Even after you pay off all your loans taken within the 45 consecutive day period, it is legally mandatory for the lenders to wait for at least seven calendar days before issuing a new loan in your name.

Maximum Limit

The Illinois Payday Loan Reform Act of 2005 has also imposed restrictions on the maximum amount of loan that can be issued in a consumer’s name. As per the laws, the maximum limit for the loan amount must not be more than twenty-five percent of the gross monthly income of the consumer and must not exceed $1000 in any case.

The Legal Rights To Consumers

Consumers have also been provided certain legal rights in connection to payday loans. For example, you have the right to redeem a check for two days without needing to pay any charges.

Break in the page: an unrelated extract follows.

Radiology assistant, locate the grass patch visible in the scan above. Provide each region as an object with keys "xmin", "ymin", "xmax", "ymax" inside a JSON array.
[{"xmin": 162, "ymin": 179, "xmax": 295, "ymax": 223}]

The Provision For Repayment Plan

If you are unable to make the repayment on the set due date, you have the right to request for a repayment plan which the lenders must honor. The repayment plan must allow you to pay off the outstanding balance in several installments. The Payday Loan Reform Act in Illinois has made things very specific here – you are entitled to enter into a repayment plan if you have been in payday debt for thirty-five days. The new plan must allow you to make the repayment in small installments within a 56-day period. These are not monthly installments. You can pay as per your convenience; it is just that you must pay off the entire balance within a maximum fifty-six days.

No Charges Can Be Imposed For A Repayment Plan

The lenders are strictly prohibited from imposing any additional financial charges (including interest and late fees) for any repayment plan you agree to.

The Payday Loan Reform Act has also provided special protection to the members of the military. Certain activities that payday lenders usually get involved into have been banned deferral of collection or wage garnishment.